I have glasses that have darker shades versus these glasses — they do go darker when I go outside — but I have shades that are just dedicated to having dark in general. So, just in case when I’m driving, the sunlight is too bright for me outside.

Meredith O’Connor: Yeah, no, that’s … that’s great, and I think … sort of what you’re alluding to really speaks to, you know, I’ll … I’ll … excuse me, let me go to my next slide. It speaks to, like, all the different types of safety measures we can take, you know, when we’re thinking about driving, or just our vision in general. So, as always, it’s good practice to do, like, a quick check before you decide whether it’s safe to drive. So, a few things you can do is check in with yourself, as my fellow community members have really already discussed, to see whether or not you’re experiencing double vision, droopy eyelids, blurry vision, or fatigue. Testing your eye tracking, you know, similar to what maybe your neurologist does, you know, in your neurology exam from, you know, following your fingers side to side.

Practically speaking, if you plan on driving, it may be helpful to be, of course, strategic, similar to what Jasmine was just saying, around when you are your strongest and the time in which you take your medications. And of course, as a reminder, you know, should you experience symptoms in real time, it’s important to have a backup plan. I think the last thing we want to do is endanger ourselves or anyone else, so whether that’s pulling over or having someone pick you up, those are all really good tips.

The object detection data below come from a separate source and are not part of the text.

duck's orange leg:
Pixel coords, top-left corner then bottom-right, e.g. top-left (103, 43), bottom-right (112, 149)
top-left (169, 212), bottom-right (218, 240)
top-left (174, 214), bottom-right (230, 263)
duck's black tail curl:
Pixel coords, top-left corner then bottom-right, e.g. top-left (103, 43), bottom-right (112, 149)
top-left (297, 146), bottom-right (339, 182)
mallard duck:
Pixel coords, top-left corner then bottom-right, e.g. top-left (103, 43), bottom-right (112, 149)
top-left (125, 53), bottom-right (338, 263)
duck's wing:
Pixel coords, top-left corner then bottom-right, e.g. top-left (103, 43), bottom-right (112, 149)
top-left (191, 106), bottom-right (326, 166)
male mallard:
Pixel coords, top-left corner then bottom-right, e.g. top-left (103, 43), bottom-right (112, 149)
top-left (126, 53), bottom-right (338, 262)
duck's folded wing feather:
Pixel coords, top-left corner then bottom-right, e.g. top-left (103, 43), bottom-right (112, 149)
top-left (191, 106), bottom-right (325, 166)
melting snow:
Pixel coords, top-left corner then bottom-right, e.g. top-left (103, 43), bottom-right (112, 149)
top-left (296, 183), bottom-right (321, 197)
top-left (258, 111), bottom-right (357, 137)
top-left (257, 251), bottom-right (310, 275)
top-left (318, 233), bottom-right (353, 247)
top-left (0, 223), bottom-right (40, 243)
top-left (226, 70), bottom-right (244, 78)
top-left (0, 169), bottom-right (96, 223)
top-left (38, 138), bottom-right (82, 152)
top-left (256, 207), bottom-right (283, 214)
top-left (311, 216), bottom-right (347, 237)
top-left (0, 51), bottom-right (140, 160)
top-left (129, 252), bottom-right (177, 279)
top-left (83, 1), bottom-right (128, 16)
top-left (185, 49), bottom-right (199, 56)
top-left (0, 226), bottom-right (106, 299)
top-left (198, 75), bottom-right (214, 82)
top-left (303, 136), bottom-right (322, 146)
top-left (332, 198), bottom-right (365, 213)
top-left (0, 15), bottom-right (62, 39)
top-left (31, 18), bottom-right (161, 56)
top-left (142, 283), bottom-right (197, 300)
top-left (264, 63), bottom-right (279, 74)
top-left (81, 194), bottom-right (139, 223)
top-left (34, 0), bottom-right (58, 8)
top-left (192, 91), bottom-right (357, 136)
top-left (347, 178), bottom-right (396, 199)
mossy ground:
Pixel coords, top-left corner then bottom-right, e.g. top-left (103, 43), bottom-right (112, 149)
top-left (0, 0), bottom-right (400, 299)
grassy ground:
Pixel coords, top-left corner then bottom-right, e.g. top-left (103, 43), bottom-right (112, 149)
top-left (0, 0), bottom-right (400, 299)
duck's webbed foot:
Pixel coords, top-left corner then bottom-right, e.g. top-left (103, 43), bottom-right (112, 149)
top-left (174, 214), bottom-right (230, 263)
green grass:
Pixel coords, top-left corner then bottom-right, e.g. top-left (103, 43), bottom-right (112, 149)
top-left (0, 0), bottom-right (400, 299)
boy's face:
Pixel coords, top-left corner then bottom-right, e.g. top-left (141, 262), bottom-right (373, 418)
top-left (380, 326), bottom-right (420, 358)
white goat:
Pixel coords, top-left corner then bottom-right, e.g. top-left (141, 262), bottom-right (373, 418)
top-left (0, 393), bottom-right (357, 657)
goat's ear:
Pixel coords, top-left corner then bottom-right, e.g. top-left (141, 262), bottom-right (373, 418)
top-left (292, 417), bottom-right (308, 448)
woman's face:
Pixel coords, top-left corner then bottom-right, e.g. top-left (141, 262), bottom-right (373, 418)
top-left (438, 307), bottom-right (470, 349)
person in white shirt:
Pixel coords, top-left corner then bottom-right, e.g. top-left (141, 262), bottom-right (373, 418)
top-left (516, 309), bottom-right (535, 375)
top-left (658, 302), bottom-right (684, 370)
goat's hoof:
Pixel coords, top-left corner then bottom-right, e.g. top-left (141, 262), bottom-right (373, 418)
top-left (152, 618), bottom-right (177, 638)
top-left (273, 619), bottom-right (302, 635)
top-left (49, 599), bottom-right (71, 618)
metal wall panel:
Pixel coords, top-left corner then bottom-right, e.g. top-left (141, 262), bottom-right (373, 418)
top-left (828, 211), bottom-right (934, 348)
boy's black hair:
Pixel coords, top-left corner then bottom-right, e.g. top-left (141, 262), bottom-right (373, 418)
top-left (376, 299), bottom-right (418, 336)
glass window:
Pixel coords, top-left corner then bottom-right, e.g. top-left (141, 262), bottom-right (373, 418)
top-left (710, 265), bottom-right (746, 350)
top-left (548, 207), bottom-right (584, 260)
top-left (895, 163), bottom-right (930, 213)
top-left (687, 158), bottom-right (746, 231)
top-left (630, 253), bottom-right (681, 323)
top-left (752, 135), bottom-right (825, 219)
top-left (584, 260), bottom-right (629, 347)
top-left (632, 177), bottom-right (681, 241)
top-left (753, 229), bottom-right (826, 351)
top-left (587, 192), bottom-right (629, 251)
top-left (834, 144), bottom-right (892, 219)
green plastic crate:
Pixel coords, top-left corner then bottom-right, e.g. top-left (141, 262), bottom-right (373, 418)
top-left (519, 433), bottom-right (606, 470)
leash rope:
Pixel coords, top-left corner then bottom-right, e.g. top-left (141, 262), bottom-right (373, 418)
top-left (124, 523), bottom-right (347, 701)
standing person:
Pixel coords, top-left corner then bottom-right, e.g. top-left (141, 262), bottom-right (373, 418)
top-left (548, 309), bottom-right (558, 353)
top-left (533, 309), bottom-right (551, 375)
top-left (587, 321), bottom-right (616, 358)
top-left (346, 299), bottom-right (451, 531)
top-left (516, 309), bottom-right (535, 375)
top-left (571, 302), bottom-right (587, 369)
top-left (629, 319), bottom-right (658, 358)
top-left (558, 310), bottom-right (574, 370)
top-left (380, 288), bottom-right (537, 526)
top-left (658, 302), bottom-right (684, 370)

And then lastly, to make sure that you’re medically clear to drive, your doctor should be evaluating … excuse me, evaluating your muscle strength and your reaction time in order to meet those safety standards. All right, so, and one final note before we move on to the next topic. Just know that if you’ve changed your relationship with driving because of myasthenia, one, know you’re not alone. I’ve also changed my relationship with driving.

But to try to remember that it’s not a failure. This has nothing to do with failing, it’s just simply an adaptation. We’re adapting to our circumstances. So, I’ll leave it at that.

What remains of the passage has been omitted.